Single File: Low tolerance for guy-hating websites
DEAR SUSAN: It's not that men hate women. Not at all. What men hate is the open hostility a large majority of women have toward them. Many openly wear that hostility like a badge of honor. There are the guy-hating blogs and websites that try to look like satire. There's absolutely nothing ironic or satirical about that commentary. And that's where much of the venom and vitriol comes from.
BloggerDEAR BLOGGER:Agreed, the anti-male bigotry ignites much of the resentment that's bound to exist between the sexes. Ideally, it is merely benign banter about gender-related advantages (and dis-) that, approached with goodwill, makes for good fun and provocative puns. But none of the dialogue should trigger attacks or put-downs, indeed the lowest form of stupidity. The point of anti-male commentary is to make men unappealing, unlovable, even unlikable. How self-destructive can women get?! Even the media get into the act, reducing men to whimpering dependents calling for mommy to make things right. Not a laughing matter, about which I've railed loudly and often.
DEAR SUSAN: I am a single mother and really like a man I work with. (Yes, he's a single father.) Someone in the office said he also likes me. We seem to have a lot in common. We divorced for the same reasons, have the same number of children and share the same moral values. I'd like to go out with him, but I'm too shy to ask, and I feel he's the same way. Julie J., Long Island
DEAR JULIE:Someone's got to make the first move, so let's you and I concoct a plan that keeps you more relaxed. And in my mind, that's a plan that includes children (his and yours, that is). You seem to know a lot about him, important things, such as his moral values (in my mind the most important part of his resumé), and everything you know makes him more desirable. So let's set the stage for your outreach very carefully.

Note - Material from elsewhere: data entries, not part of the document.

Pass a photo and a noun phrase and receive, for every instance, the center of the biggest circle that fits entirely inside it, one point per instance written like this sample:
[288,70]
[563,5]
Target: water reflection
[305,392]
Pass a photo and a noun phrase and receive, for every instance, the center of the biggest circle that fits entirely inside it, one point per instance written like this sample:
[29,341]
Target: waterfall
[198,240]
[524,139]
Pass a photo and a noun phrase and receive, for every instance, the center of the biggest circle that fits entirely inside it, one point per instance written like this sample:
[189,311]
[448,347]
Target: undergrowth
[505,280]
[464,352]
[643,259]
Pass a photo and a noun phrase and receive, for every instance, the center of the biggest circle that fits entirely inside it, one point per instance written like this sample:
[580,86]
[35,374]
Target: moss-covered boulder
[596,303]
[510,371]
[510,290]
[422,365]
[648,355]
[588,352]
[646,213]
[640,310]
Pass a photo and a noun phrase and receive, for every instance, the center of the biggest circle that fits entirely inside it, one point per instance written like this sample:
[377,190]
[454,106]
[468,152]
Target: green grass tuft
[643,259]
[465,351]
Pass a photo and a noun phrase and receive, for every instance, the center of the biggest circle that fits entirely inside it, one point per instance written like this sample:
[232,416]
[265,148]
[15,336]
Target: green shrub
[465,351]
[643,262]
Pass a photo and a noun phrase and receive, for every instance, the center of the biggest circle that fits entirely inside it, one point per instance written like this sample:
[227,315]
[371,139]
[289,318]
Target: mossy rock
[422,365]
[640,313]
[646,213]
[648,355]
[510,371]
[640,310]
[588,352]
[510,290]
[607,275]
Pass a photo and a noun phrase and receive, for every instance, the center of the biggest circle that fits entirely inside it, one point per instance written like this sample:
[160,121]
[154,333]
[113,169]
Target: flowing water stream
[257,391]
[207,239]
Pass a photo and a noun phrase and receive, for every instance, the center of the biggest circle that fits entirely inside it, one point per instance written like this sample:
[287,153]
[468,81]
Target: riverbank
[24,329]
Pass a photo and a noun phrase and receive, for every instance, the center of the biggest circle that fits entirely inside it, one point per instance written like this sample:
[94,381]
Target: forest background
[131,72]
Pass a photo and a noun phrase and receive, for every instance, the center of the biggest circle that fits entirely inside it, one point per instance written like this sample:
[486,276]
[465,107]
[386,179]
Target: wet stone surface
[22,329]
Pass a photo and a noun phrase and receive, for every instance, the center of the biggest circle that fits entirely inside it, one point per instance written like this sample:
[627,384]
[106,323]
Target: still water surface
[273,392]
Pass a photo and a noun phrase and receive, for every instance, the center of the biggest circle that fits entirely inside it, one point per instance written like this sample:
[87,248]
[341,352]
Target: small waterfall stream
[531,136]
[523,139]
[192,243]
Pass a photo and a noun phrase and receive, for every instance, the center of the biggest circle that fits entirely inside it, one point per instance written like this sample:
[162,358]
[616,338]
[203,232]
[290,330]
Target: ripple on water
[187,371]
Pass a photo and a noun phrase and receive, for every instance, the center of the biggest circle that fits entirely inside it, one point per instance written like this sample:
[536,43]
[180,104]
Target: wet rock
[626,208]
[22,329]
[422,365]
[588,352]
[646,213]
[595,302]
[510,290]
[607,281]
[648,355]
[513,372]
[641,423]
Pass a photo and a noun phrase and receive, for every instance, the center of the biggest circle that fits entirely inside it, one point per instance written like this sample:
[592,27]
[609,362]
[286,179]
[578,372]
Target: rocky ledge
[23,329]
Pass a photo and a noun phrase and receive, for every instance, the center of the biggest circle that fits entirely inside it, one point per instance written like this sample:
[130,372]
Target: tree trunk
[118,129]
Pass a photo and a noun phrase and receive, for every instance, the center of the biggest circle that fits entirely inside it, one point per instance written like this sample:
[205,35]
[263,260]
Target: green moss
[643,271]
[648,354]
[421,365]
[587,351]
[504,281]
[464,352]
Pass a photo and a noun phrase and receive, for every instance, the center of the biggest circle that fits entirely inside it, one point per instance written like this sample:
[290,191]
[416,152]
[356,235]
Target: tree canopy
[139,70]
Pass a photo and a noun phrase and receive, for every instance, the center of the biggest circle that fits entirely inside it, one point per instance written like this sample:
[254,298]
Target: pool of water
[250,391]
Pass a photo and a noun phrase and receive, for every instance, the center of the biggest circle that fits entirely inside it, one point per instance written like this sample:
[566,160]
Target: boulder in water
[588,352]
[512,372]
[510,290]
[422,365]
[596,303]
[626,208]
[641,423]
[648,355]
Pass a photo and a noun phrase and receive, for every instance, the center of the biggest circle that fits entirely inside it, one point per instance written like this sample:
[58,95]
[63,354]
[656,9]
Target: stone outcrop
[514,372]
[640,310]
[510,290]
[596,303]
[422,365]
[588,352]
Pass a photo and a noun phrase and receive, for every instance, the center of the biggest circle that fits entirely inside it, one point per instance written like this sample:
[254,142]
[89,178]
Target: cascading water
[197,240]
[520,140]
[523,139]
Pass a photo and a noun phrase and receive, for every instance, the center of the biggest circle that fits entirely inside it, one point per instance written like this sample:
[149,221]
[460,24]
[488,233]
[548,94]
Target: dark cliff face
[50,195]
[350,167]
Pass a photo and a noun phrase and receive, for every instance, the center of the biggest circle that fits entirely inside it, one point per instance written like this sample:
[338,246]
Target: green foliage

My first thought is a weekend picnic invitation, handwritten and given to him in the office. That seems to fit your comfort level, and because he seems to be as interested as you are, chances are the note will come back to you with an outsize YES written on it. Your next step is a phone call to him. Make clear that his children will be part of the fun, with yours as playmates. He'll probably go for the daylight aspect, with children running around while you two get to know each other out of the office, away from gossip and prying eyes.